Yesterday, spent quite a bit of time catching up on most of the weeding that had gotten out of hand while I was working the disasters. We have tons of irises - along the fence to either side of our back yard (we have no fence; but, neighbors to either side have wooden fences) and in the space between our driveway and one neighbor's front yard (about 100 square feet's worth). Nearly all of them were just entering full-bloom stage when I got home from KCMO Thursday evening. Gorgeous. Today, I need to tag some of them to send to my sister-in-law, Expert Seamstress. Last June, while visiting, she expressed a desire to get a start from me.

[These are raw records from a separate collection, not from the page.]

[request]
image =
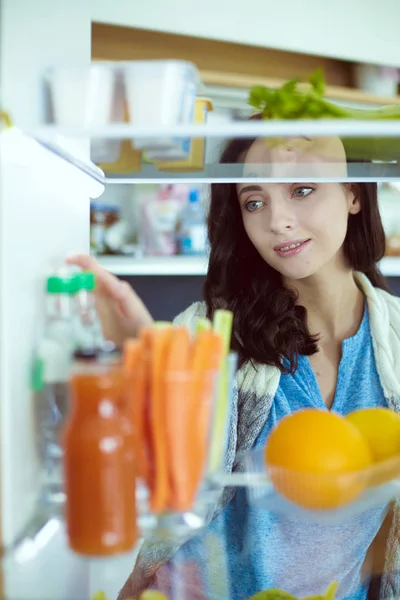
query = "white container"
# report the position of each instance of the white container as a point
(161, 93)
(377, 80)
(88, 97)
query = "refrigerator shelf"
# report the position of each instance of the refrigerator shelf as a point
(192, 265)
(346, 128)
(372, 150)
(22, 150)
(373, 487)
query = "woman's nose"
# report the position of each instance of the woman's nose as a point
(281, 217)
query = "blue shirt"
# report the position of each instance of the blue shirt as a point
(258, 550)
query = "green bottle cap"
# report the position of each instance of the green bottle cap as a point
(60, 285)
(85, 280)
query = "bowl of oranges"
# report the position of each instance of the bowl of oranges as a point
(320, 464)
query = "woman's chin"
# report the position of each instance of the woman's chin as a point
(296, 272)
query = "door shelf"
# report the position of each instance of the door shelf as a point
(156, 265)
(192, 265)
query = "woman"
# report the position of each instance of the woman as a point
(314, 327)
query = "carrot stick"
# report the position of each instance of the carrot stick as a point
(206, 359)
(177, 404)
(160, 497)
(135, 377)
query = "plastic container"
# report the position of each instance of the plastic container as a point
(195, 160)
(103, 218)
(365, 489)
(193, 228)
(161, 93)
(88, 97)
(53, 358)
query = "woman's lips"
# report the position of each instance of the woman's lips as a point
(291, 248)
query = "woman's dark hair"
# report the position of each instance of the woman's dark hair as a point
(269, 327)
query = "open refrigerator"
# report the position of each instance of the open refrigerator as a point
(46, 182)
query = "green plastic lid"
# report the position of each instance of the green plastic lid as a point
(85, 280)
(60, 285)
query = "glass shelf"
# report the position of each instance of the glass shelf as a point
(193, 265)
(291, 151)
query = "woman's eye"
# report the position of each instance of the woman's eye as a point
(302, 192)
(253, 205)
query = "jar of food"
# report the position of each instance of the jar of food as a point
(103, 217)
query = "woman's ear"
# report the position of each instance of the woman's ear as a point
(353, 198)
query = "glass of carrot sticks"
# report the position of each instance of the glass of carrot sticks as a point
(173, 387)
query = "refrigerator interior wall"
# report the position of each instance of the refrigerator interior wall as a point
(44, 217)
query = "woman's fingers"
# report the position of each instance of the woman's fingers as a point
(122, 312)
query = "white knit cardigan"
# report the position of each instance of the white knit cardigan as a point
(256, 388)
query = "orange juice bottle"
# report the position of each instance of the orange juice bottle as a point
(99, 459)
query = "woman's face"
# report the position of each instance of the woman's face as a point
(297, 228)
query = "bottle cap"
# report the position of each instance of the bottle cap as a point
(85, 280)
(60, 285)
(194, 195)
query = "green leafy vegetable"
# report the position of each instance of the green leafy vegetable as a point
(294, 100)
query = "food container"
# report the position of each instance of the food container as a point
(365, 489)
(103, 220)
(195, 159)
(161, 93)
(88, 97)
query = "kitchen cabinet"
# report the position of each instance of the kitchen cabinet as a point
(343, 30)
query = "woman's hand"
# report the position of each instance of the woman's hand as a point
(121, 311)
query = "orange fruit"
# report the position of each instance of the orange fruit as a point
(313, 457)
(381, 428)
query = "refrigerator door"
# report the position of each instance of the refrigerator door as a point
(44, 216)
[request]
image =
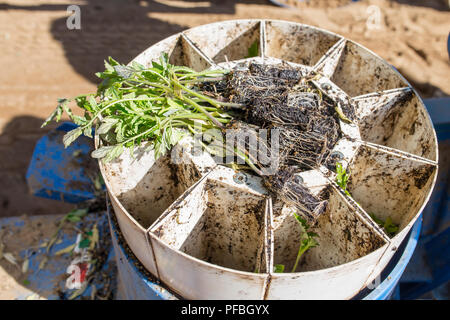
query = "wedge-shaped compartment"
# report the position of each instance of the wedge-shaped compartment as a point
(360, 71)
(296, 42)
(219, 224)
(185, 53)
(390, 184)
(398, 119)
(154, 52)
(181, 51)
(227, 41)
(343, 234)
(146, 187)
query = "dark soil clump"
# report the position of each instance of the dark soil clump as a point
(282, 97)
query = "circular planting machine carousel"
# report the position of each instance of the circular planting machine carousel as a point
(210, 232)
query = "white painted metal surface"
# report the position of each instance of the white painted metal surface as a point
(208, 235)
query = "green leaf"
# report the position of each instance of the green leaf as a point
(107, 124)
(84, 243)
(114, 153)
(57, 113)
(71, 136)
(278, 268)
(124, 71)
(253, 50)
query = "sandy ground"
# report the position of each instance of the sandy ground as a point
(41, 60)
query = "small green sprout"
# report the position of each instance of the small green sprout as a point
(388, 225)
(278, 268)
(307, 241)
(253, 50)
(342, 178)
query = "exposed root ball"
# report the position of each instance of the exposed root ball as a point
(289, 189)
(281, 97)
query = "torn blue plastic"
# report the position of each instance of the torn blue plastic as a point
(58, 173)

More on birds: You may be relieved to know that I got out our tallest ladder (it can be configured as a step ladder on which I can climb to a height of about 6 feet, putting my head about 11 feet above the floor of our front porch) and straightened out the windchime "platform" on which the House Finch had built her nest a couple of months ago. I still wasn't high enough (not wanting to go higher on the ladder) to see into the nest; but, I reached in and held up the lone egg that was in the nest - truly a House Finch egg. Mama Finch has been fussing about the nest ever since. I'm thinking that there are probably two eggs in the nest, now. This means that, however many chicks she had in the first brood have fledged.

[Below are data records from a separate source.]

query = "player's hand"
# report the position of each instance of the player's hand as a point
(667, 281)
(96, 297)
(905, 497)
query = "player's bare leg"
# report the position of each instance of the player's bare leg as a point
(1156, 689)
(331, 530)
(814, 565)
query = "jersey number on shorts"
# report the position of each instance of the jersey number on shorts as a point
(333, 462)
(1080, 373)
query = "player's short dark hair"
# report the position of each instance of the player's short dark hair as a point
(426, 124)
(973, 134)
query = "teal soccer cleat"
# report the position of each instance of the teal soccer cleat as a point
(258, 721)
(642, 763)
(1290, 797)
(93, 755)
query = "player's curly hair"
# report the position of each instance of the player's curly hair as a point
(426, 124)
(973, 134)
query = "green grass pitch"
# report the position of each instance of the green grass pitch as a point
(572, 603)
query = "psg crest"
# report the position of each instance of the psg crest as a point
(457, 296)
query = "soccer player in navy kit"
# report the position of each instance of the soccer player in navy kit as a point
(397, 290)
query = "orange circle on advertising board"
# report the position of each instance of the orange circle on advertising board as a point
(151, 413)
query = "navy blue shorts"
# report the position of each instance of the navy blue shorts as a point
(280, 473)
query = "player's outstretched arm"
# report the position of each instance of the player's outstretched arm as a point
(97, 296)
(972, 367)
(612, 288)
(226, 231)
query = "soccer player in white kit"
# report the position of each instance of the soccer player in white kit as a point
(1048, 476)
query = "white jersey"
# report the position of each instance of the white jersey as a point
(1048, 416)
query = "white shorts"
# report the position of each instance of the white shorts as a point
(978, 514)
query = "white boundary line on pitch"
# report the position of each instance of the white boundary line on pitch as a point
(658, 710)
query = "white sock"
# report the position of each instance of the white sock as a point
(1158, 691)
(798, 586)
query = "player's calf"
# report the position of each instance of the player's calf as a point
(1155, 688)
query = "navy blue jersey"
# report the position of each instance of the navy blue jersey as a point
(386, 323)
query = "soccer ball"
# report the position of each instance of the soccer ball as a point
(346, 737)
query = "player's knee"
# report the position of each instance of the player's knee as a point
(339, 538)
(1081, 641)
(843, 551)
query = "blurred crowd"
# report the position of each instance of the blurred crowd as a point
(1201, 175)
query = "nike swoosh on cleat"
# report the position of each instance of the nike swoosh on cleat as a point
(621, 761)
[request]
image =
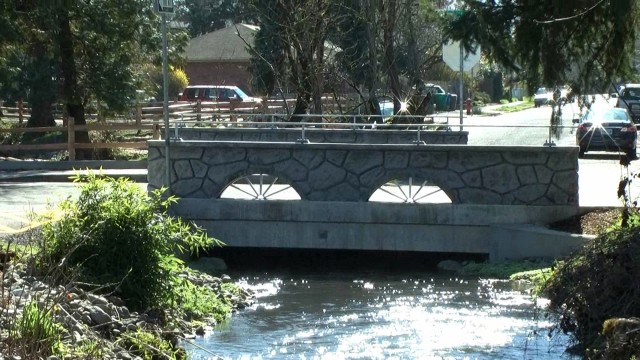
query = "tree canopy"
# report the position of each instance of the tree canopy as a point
(584, 43)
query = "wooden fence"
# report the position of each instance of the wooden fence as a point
(150, 117)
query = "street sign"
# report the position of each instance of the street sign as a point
(163, 6)
(451, 56)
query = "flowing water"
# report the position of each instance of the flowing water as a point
(381, 315)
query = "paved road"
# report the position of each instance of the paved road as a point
(599, 173)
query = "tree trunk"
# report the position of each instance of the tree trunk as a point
(388, 13)
(71, 96)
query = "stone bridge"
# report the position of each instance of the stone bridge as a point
(499, 195)
(353, 172)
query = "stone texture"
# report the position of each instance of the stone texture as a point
(352, 172)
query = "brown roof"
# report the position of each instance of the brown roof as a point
(222, 45)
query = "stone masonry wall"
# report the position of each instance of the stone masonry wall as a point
(504, 175)
(314, 135)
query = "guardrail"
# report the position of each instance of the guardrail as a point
(214, 115)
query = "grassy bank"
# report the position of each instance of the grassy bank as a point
(105, 281)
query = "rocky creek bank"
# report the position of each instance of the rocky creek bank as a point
(91, 325)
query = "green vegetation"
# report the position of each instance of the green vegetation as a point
(116, 239)
(36, 331)
(501, 270)
(516, 107)
(541, 44)
(118, 236)
(598, 283)
(148, 345)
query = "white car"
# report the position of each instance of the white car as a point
(542, 96)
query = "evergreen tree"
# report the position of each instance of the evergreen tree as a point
(585, 43)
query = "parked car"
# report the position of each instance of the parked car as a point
(607, 129)
(442, 100)
(630, 99)
(542, 96)
(216, 93)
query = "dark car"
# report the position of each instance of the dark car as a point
(216, 93)
(607, 129)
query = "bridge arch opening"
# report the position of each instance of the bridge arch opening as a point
(259, 186)
(410, 190)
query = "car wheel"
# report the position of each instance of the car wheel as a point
(631, 154)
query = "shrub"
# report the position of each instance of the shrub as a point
(148, 345)
(598, 283)
(35, 331)
(481, 96)
(120, 238)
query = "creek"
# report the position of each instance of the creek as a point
(380, 314)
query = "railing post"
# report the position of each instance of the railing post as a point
(20, 111)
(138, 113)
(71, 138)
(232, 107)
(156, 131)
(303, 139)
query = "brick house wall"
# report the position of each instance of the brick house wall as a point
(217, 73)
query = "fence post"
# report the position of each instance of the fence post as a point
(138, 113)
(233, 117)
(156, 131)
(71, 138)
(20, 111)
(99, 111)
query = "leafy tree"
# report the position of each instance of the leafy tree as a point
(585, 43)
(302, 25)
(79, 51)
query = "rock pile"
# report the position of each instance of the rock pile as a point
(87, 317)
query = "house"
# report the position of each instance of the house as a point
(221, 57)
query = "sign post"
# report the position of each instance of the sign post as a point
(453, 54)
(165, 7)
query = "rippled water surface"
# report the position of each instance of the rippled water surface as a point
(382, 316)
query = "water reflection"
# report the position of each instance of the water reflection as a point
(377, 316)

Awww, baby birds...so cute. Happy Mother's Day CC... ~Joy
Posted by: Joy | May 08, 2011 at 11:30 AM
Thank you, Joy, and the same to you!
Posted by: Cop Car | May 08, 2011 at 05:25 PM
Baby birds are so cute!
Good luck with the exercise, although I'm sure you are well prepared for it.
Posted by: bogie | May 09, 2011 at 03:53 AM
Bogie--I would be well prepared for the exercise had I not gone on assignment. I had just received the "Playbook" and the joint FEMA/Missouri operating plans a few days before leaving on assignment. I just started reading it, yesterday. The "stuff" that I'm supposed to know is about 1700 pages. No chance, now.

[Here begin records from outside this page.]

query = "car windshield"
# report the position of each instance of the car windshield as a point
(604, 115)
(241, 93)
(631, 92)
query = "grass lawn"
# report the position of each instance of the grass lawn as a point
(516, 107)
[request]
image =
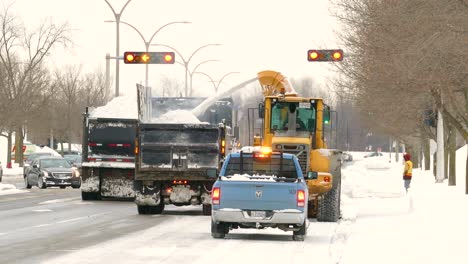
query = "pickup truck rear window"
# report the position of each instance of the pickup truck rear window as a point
(104, 137)
(268, 167)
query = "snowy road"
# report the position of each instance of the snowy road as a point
(55, 226)
(380, 225)
(40, 224)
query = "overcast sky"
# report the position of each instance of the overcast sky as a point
(256, 35)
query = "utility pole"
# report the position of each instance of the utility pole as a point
(440, 148)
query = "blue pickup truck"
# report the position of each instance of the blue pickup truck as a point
(260, 189)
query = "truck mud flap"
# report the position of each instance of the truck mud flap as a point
(147, 195)
(117, 187)
(90, 184)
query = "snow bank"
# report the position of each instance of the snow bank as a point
(119, 107)
(9, 189)
(178, 117)
(46, 149)
(247, 177)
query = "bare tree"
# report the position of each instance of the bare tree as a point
(405, 57)
(22, 56)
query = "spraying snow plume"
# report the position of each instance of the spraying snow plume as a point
(177, 117)
(119, 107)
(199, 110)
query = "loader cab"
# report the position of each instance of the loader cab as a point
(297, 117)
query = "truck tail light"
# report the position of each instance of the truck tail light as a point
(300, 198)
(215, 195)
(136, 147)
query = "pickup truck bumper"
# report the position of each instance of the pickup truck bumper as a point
(272, 217)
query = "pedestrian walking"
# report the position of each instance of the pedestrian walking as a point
(408, 171)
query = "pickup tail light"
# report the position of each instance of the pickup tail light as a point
(301, 198)
(215, 195)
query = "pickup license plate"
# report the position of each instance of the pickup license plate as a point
(258, 214)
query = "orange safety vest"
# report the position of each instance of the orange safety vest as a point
(408, 172)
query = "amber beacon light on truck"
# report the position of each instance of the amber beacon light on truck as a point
(325, 55)
(138, 57)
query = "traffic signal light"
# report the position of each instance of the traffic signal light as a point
(325, 55)
(138, 57)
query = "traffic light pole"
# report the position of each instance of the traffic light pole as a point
(117, 48)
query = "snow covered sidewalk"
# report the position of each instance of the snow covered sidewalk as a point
(9, 189)
(426, 226)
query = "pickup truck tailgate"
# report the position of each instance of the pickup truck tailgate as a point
(258, 195)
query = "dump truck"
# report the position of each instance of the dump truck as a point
(177, 156)
(296, 125)
(108, 159)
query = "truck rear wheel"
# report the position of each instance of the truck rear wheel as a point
(329, 207)
(88, 196)
(300, 234)
(146, 209)
(207, 209)
(218, 230)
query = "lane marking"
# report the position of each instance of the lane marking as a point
(59, 200)
(42, 210)
(70, 220)
(42, 225)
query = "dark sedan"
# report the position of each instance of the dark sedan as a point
(52, 171)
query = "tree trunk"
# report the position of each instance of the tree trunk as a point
(17, 147)
(397, 150)
(427, 153)
(466, 172)
(452, 145)
(61, 147)
(448, 135)
(9, 147)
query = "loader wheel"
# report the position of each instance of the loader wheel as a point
(87, 196)
(146, 209)
(207, 209)
(300, 234)
(218, 230)
(329, 207)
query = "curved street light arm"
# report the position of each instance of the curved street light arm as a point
(178, 53)
(207, 45)
(128, 24)
(175, 22)
(209, 77)
(113, 11)
(117, 15)
(195, 68)
(121, 11)
(225, 75)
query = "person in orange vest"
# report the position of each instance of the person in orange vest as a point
(408, 171)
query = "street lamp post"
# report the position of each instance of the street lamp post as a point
(186, 62)
(218, 83)
(117, 48)
(148, 42)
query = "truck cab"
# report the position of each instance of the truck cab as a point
(260, 189)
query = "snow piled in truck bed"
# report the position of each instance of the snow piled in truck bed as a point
(119, 107)
(178, 117)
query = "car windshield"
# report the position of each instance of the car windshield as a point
(72, 158)
(36, 155)
(251, 166)
(304, 114)
(55, 163)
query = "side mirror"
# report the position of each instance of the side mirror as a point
(261, 110)
(326, 114)
(312, 175)
(212, 173)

As I once told your dad: They can train me and teach me and tell me how I'm supposed to do things; but, when I'm on an assignment I just do what needs to be done. The same will go for this exercise.
Posted by: Cop Car | May 09, 2011 at 06:09 AM
You have a lot more energy than I do these days!!!!
And the birds are simply darling!!!!
Posted by: Kay Dennison | May 09, 2011 at 10:45 AM
This year the closest thing to a nest I had was some twigs I found on the floor of my carport under a pillar that a foolish Dove built her nest on one year. We get some strong windstorms here in the Spring and her nest, with all the eggs, blew down. I was glad that the prospective nest builder thought better of her choice of a place to build her home this Spring.
Posted by: Darlene | May 09, 2011 at 05:32 PM
Wow. What a lot you have to do. I can't believe the disasters happening. My husband just said it looks like New Orleans is going to get flooded out again.
Posted by: Hattie | May 13, 2011 at 01:49 AM
Kay--Thanks for the thought; but, from your postings, I do believe that you could run rings around me. I'm anxious for your return.
Darlene--I'm sorry that your dove's choice of building sites proved to be so foolish. Bummer! Glad she learned something.
Hattie--We humans are pretty foolish. Every time we build a levee, it provides conditions that cause the soil to subside. I would bulldoze New Orleans and its levees. Trying to keep people there is a bad, if old, idea. Only sampans should serve as abodes in that area.